JOINT BASE SAN ANTONIO-LACKLAND, Texas -- The 717th Military Intelligence Battalion and the National Security Agency (NSA)-Texas recently marked another milestone in their partnership when, for the first time in either unit's history, they held a site-wide language competition involving all five services.

The competition was patterned after the World Wide Language Olympics at the Defense Language Institute. For more than 20 years, the Defense Language Institute Foreign Language Center (DLIFLC) in Monterey, Calif., hosted a language competition. The center brought back some of the most proficient linguists throughout the Department of Defense to compete is a series of linguistic challenges. However, shortly after the terror attacks of 9/11, the DLIFLC language competition was placed on indefinite hold because of the high operational tempo of DoD linguists.

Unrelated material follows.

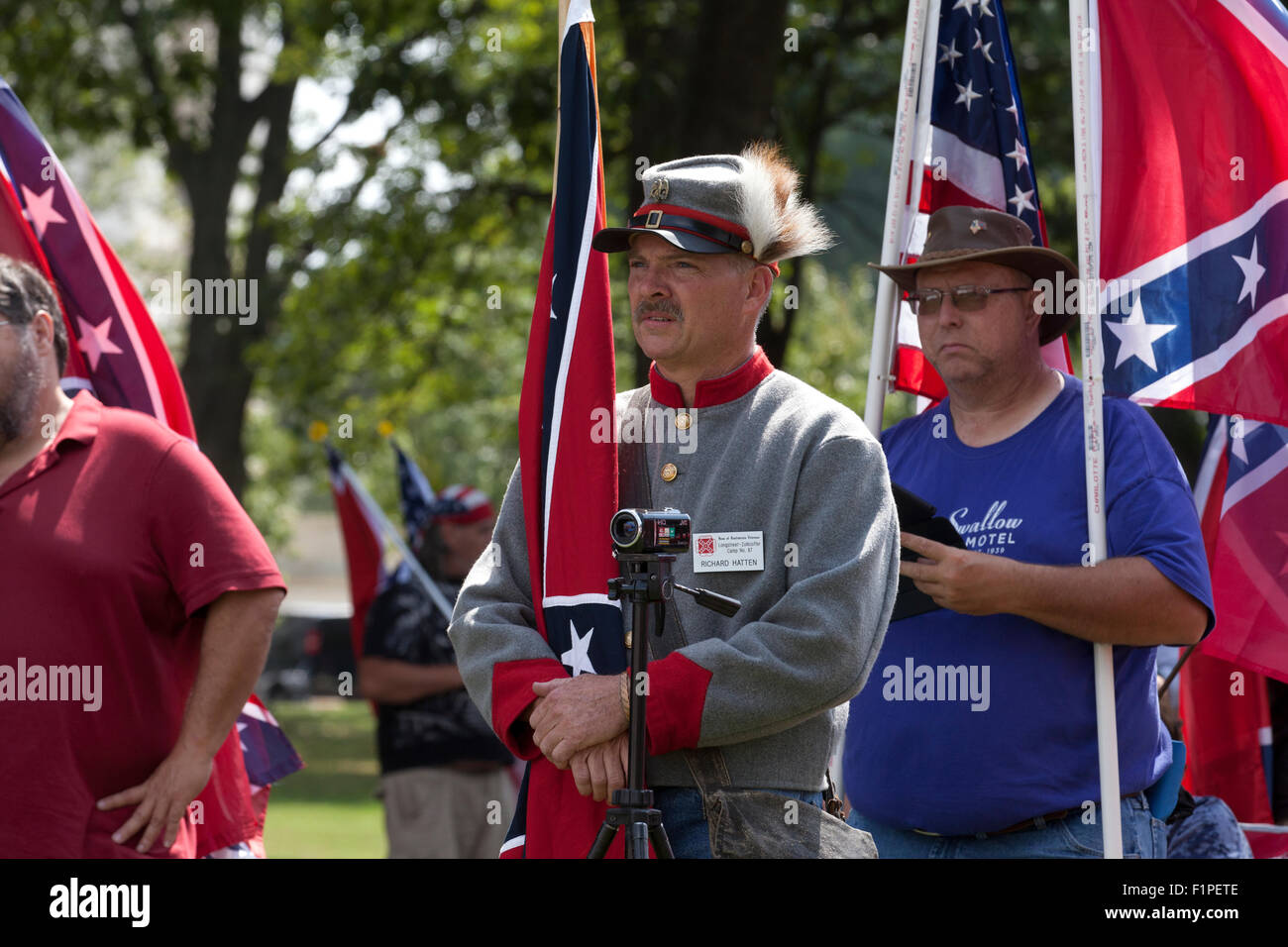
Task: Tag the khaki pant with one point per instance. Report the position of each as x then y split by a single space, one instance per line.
437 812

In an effort to help fill the void, the 717th MI Battalion volunteered to plan, develop and execute the first NSA-Texas site-wide language competition, pitting the best linguists from all five services against one another in a week of camaraderie-building events, each spanning the most prevalent languages utilized.

In order to maintain consistency with the earlier competition, the battalion invited the DLI Command Language Program manager (CLPM), Chief Warrant Officer 4 Shawn Williamson, to observe.

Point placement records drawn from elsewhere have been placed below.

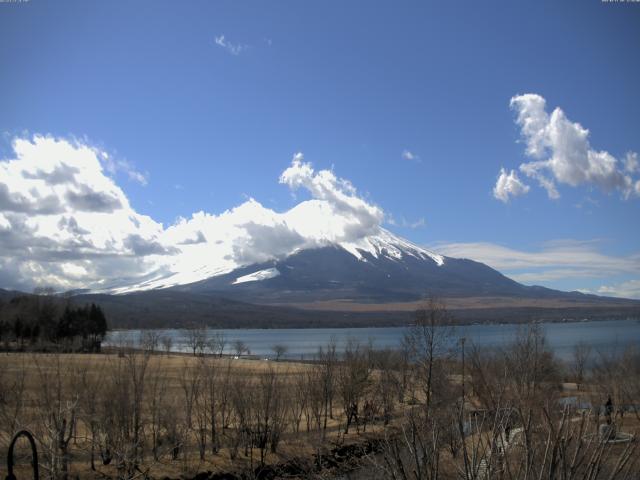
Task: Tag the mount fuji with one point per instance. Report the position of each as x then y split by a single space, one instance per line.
380 280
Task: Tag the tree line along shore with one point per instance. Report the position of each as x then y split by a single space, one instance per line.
431 411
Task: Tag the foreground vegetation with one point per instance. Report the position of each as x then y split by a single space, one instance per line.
425 411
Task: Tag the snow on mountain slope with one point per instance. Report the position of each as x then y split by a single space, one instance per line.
257 276
208 263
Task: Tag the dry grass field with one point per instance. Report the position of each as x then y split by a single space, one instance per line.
127 414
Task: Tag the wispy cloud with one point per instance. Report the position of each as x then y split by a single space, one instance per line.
409 155
232 48
555 261
404 223
629 289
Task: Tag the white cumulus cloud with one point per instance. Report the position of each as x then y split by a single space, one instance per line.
409 155
232 48
64 222
562 154
509 185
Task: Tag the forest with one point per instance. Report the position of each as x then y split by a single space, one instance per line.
423 411
47 322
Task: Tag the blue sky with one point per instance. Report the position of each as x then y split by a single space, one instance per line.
209 101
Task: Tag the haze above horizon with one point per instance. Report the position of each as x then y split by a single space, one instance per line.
138 137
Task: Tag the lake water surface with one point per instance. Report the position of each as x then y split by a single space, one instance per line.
602 336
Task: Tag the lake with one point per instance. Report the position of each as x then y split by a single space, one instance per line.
602 336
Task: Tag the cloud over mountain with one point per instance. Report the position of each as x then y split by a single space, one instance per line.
64 222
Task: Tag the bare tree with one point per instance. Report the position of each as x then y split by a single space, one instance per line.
240 348
167 343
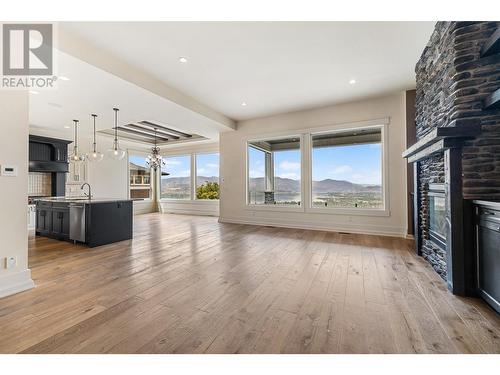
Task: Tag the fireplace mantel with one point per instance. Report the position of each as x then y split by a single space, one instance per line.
440 139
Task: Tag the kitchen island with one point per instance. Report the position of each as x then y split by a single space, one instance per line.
94 222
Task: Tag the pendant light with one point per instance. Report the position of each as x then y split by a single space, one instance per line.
154 160
76 157
115 152
95 156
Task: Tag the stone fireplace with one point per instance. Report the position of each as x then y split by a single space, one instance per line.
457 154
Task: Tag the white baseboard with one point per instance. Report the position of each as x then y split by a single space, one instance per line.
190 208
350 228
13 283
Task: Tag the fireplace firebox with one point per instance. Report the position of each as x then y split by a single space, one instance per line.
437 215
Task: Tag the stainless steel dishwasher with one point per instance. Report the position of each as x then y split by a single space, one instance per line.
77 222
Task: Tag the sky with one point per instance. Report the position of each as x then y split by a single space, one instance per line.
138 160
207 165
360 164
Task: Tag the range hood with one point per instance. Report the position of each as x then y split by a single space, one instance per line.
48 154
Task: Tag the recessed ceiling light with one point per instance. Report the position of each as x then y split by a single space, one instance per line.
55 105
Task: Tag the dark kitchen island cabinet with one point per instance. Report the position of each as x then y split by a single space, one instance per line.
93 222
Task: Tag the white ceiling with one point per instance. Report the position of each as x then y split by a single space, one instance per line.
92 90
272 66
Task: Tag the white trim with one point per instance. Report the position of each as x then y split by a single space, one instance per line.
348 211
13 283
283 222
319 129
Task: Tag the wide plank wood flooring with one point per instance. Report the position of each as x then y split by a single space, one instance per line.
189 284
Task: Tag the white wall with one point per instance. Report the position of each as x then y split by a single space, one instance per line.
233 168
14 192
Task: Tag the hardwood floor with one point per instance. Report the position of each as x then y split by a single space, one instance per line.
188 284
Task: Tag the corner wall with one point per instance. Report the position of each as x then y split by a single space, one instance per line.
14 192
233 158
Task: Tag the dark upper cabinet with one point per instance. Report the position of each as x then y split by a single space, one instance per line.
48 154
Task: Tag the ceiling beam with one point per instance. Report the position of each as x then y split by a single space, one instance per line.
100 58
141 129
142 134
164 129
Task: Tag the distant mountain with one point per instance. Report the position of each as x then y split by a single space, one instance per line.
179 182
285 184
323 186
342 186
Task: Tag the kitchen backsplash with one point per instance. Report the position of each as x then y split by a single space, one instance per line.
39 184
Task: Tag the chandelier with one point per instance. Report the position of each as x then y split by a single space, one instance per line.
154 160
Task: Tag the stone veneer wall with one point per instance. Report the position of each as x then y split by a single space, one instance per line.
452 82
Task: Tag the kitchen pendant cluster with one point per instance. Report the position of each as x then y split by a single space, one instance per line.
115 152
154 160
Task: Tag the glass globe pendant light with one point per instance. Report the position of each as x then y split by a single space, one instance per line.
95 156
76 157
116 152
154 160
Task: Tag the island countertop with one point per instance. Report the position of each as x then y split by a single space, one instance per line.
81 200
94 222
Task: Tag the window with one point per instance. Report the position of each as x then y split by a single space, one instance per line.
274 172
140 178
347 169
177 185
207 176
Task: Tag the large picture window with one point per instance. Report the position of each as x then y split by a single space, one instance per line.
140 178
177 185
347 169
274 172
207 176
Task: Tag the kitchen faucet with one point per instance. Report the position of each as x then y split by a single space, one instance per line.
89 195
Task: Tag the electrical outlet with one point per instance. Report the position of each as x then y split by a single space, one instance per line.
10 262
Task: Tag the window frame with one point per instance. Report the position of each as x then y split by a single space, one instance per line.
305 136
266 207
382 211
131 152
182 154
192 165
194 156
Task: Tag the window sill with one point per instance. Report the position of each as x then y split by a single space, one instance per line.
276 208
189 201
349 211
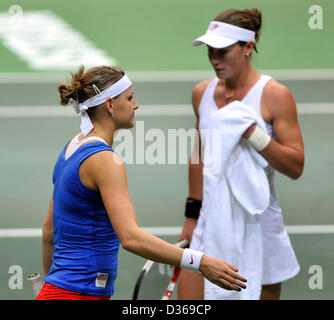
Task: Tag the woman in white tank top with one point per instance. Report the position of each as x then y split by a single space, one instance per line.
231 39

"This was clearly a creative idea and a great effort by both the Army planners and NSA-Texas hosts," Williamson said. "A job well done."

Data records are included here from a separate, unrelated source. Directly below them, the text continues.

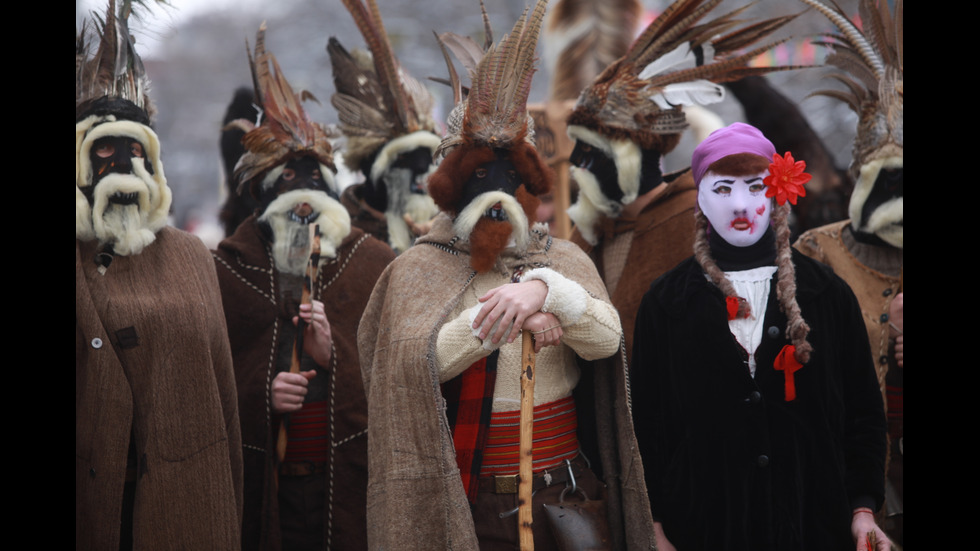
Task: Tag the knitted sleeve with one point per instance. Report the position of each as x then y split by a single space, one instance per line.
590 326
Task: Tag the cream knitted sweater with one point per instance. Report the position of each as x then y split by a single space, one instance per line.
590 326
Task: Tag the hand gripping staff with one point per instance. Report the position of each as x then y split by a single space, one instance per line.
524 489
312 264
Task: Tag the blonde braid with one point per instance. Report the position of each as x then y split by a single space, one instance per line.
702 253
796 327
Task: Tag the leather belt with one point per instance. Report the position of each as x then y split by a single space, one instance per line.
302 468
507 484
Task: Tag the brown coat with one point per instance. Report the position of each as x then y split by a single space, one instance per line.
874 290
255 321
663 236
152 362
415 493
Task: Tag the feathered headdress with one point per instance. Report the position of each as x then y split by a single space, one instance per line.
494 112
285 131
376 100
871 64
493 116
583 37
676 61
113 72
111 99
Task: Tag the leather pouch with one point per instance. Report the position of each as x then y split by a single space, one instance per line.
579 524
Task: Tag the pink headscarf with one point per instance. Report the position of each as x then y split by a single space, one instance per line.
731 140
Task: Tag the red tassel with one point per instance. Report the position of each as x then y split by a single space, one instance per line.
786 362
731 303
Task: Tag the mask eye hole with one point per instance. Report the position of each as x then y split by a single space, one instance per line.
105 150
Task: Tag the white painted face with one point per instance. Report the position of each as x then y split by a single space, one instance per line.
736 206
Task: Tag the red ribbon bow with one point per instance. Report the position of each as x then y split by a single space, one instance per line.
731 304
786 362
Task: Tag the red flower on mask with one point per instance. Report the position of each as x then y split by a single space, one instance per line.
786 179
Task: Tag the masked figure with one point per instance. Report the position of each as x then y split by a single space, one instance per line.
760 426
634 221
157 444
386 116
313 496
441 349
867 249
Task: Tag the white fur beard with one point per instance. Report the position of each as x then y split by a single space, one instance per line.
590 205
291 239
473 212
886 221
127 227
401 201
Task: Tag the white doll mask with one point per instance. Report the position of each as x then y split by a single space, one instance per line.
736 206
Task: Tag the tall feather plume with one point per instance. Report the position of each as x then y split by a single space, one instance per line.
681 58
496 107
870 63
582 37
376 99
285 130
114 69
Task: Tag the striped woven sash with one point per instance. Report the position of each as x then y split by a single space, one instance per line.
554 438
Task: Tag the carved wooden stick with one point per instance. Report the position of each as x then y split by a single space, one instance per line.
312 264
525 489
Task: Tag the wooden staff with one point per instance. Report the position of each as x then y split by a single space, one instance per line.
525 488
312 264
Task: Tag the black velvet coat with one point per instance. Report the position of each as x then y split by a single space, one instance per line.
730 464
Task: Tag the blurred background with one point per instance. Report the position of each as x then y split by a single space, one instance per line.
195 56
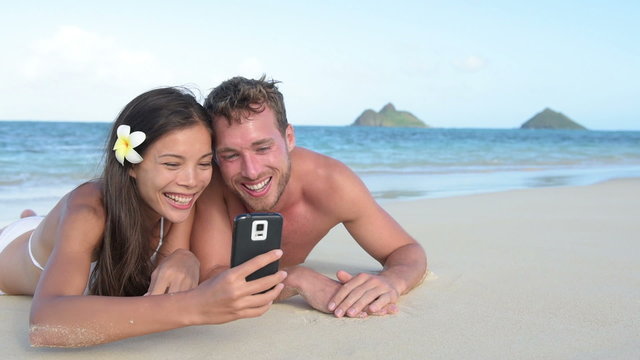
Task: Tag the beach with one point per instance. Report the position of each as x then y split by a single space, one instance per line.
538 273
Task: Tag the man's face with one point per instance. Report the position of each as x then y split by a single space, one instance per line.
253 157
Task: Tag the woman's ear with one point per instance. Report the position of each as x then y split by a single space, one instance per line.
132 171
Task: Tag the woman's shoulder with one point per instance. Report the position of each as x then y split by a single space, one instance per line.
86 201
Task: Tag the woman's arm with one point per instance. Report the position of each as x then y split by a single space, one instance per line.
62 316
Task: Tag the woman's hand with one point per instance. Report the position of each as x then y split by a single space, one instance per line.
179 271
228 296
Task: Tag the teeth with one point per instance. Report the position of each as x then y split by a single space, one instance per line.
259 186
180 199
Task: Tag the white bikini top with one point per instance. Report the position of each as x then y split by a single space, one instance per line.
153 256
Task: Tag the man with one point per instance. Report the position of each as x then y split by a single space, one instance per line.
261 170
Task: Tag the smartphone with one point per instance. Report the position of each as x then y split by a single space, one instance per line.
255 234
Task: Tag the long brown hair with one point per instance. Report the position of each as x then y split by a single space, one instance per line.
124 263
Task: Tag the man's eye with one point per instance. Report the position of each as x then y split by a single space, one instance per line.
229 157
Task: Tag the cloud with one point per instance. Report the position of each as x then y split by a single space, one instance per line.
74 53
471 63
250 68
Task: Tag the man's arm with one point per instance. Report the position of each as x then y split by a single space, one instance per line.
403 259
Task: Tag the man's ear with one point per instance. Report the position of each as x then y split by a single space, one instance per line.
290 137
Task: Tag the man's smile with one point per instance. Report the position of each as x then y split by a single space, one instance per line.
258 188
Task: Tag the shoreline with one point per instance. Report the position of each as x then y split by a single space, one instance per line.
524 274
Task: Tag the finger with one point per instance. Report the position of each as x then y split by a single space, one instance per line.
265 283
380 303
360 300
344 291
154 280
257 262
182 284
159 288
270 296
343 276
158 284
389 309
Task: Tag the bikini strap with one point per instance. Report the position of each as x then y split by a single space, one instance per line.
161 233
33 259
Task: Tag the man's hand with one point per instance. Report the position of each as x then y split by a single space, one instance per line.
363 294
179 271
315 288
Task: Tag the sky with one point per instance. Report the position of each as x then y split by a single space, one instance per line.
453 64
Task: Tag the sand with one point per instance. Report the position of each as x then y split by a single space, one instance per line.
547 273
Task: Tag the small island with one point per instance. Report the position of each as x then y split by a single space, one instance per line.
388 117
549 119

Williamson requested a copy of how the overall operation was conducted with the intent to brief DLI leadership about bringing the language competition back to DLI.

"Just know that when DLIFLC hosts the next language competition, the service members at NSA-Texas will be ready," said Lt. Col. Joseph Kushner, 717th MI Battalion commander.

While last October's execution was only a week long, the planning and development process took nearly six months, beginning with a proposal to site leadership and the Associate Directorate of Education and Training. This was followed by numerous meetings with each service's language manager and countless hours developing the format and topic questions, identifying judges and establishing event rules.

Together, the CLPMs ensured the NSA Texas language competition would follow the same guidelines of DLIFLC and decided the competitive languages would be Spanish, Russian and Serbian-Croatian. Each service was allowed to enroll multiple two-person teams. However, at least one member must have graduated the basic DLI language course. Additionally, the CLPMs decided on four events: Gisting (listening and reading), Password, Impromptu and Jeopardy. Each event targeted various linguistic aspects that should comprise a highly proficient linguist.

When the competition was announced, some of the best linguists on site came out and to try their hand at some inter-service linguistic challenges. Because of fierce competition, no one team, in any service, held a commanding lead throughout the games; every service had winners in both the individual and team events. Nevertheless, in the end, by a narrow margin, the Army was the overall service winner.

"This language competition was such a success that my expectations were to not have this be a single incidence, but an annual event," said Col. Peter Lambert, NSA/Central Security Service-Texas site commander.

In light of this comment, an after-action review was conducted, and work has already begun on next year's competition. Based on participant feedback as well as the notoriety gained throughout the mission sets this event is expected to expand in subsequent years.